Search code examples
rlistdataframedatatable

Relist rows of a data table in R following the structure of a desired list?


I am loading a csv file into a data table in R that looks like the below:

Name Location Dates.Start Dates.End ...
John Virtual 12/12/2022 13/12/2022 ...
Anne In person 05/01/2023 06/01/2023 ...
Ben Hybrid 10/01/2023 11/01/2023 ...

I need to iterate over each row and use it as a list with the following structure:

row_list = list(Name = 'John' ,
                Location = 'Virtual',
                Dates = data.frame(Start = '12/12/2022',
                                   End = '13/12/2022'),
                ...
               )

I have tried converting each row to a list and I can do it by iterating over all rows and creating the required entities.

for (row in nrow(dt)){
  row_list = list(Name = dt$Name[row] ,
                Location = dt$Location[row],
                Dates = data.frame(Start = dt$Dates.Start[row],
                                   End = dt$Dates.End[row]),
                ...
               )
}

The problem is that I have multiple columns in the original data table and I would prefer a relist command that would automatically identify and merge the columns that need to be stores as a data frame.
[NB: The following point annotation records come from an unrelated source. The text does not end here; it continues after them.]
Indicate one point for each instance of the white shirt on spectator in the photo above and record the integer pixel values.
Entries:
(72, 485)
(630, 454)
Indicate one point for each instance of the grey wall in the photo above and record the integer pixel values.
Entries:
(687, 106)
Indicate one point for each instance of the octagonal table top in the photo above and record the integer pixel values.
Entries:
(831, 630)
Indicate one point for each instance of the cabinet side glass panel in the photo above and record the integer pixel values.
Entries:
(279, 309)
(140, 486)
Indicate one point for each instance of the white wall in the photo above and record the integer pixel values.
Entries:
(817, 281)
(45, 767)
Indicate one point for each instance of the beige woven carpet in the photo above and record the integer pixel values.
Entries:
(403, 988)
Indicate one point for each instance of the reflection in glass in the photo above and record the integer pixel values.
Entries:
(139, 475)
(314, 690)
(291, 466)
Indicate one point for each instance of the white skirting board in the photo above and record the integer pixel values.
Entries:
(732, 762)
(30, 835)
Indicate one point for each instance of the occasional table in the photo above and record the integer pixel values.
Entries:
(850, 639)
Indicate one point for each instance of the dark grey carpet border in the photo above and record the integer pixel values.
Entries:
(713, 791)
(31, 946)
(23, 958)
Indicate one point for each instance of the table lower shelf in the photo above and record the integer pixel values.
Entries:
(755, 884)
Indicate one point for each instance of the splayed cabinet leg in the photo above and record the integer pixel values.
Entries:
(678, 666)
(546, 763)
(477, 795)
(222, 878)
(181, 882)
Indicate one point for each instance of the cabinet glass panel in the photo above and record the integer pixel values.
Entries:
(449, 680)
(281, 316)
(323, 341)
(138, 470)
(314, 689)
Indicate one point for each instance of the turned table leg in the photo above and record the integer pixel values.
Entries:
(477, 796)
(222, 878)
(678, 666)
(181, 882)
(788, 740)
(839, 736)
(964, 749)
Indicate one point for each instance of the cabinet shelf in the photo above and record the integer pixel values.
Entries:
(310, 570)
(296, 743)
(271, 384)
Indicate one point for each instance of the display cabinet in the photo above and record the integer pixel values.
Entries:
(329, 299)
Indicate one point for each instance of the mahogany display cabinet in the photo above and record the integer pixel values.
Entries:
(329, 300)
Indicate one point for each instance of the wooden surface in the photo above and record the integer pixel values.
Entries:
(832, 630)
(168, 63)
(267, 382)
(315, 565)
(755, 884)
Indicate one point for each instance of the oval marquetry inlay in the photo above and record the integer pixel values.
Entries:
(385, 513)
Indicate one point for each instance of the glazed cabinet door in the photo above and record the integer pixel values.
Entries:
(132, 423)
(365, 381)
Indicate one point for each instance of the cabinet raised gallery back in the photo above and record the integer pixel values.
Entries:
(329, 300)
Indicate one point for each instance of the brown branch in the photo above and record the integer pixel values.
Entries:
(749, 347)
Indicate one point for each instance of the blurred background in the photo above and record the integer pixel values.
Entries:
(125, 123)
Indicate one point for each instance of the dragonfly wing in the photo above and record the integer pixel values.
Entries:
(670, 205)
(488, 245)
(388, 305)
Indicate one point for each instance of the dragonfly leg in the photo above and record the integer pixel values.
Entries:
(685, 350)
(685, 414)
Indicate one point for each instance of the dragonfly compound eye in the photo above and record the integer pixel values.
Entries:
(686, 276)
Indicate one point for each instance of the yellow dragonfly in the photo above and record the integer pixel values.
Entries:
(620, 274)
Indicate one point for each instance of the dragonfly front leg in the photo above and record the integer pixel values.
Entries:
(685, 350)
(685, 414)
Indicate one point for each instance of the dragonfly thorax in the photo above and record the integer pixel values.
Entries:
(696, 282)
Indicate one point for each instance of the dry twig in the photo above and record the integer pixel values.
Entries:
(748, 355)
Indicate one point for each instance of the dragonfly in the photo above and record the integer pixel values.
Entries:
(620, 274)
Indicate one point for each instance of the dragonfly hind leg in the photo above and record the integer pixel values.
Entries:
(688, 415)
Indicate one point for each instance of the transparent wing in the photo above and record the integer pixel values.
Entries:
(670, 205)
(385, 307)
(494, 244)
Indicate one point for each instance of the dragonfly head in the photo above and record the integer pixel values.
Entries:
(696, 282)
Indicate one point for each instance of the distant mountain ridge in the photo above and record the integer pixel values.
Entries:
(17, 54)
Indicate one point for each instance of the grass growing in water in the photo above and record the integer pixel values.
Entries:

If I use the list() command the columns won't merge in a data frame (i.e. the 'Dates' data frame). Is there a way to merge the two 'Dates' into one data frame while creating the list without needing to call each value separately?


Solution

  • In this solution, first I prepare a list of columns toDf that must be bound in a data.frame. Then I get the list of other columns by difference (setdiff). The two sets then are merged into the Cols list.

    library(purrr)
    
    toDf <- list(Dates = c("Dates.Start", "Dates.End"))
    otherCols <- setdiff(names(dt), reduce(toDf, c))
    Cols <- c(setNames(otherCols, otherCols), toDf)
    
    Cols
    
    $Name
    [1] "Name"
    
    $Location
    [1] "Location"
    
    $Dates
    [1] "Dates.Start" "Dates.End"  
    
    

    Then by using asplit the data.frame is split by row and each row is processed according to elements of Cols. When there is an element containing two or more column names, the corresponding data is merged into a data.frame

    asplit(dt,1) |>
        map(~{
            data <- as.list(.x)
            map(Cols, ~if(length(.x) == 1)
                           data[[.x]]
                       else
                           data.frame(data[.x]))
        })
        
    ##> [[1]]
    ##> [[1]]$Name
    ##> [1] "John"
    ##> 
    ##> [[1]]$Location
    ##> [1] "Virtual"
    ##> 
    ##> [[1]]$Dates
    ##>   Dates.Start  Dates.End
    ##> 1  12/12/2022 13/12/2022
    ##> 
    ##> 
    ##> [[2]]
    ##> [[2]]$Name
    ##> [1] "Anne"
    ##> 
    ##> [[2]]$Location
    ##> [1] "In person"
    ##> 
    ##> [[2]]$Dates
    ##>   Dates.Start  Dates.End
    ##> 1  05/01/2023 06/01/2023
    ##> 
    ##> 
    ##> [[3]]
    ##> [[3]]$Name
    ##> [1] "Ben"
    ##> 
    ##> [[3]]$Location
    ##> [1] "Hybrid"
    ##> 
    ##> [[3]]$Dates
    ##>   Dates.Start  Dates.End
    ##> 1  10/01/2023 11/01/2023
    
    

    An alternative equivalent by column solution can be:

    map(Cols, ~if(length(.x) == 1)
                   dt[[.x]]
               else
                   split(dt[.x], ~ I(1:nrow(dt)))) |>
        transpose()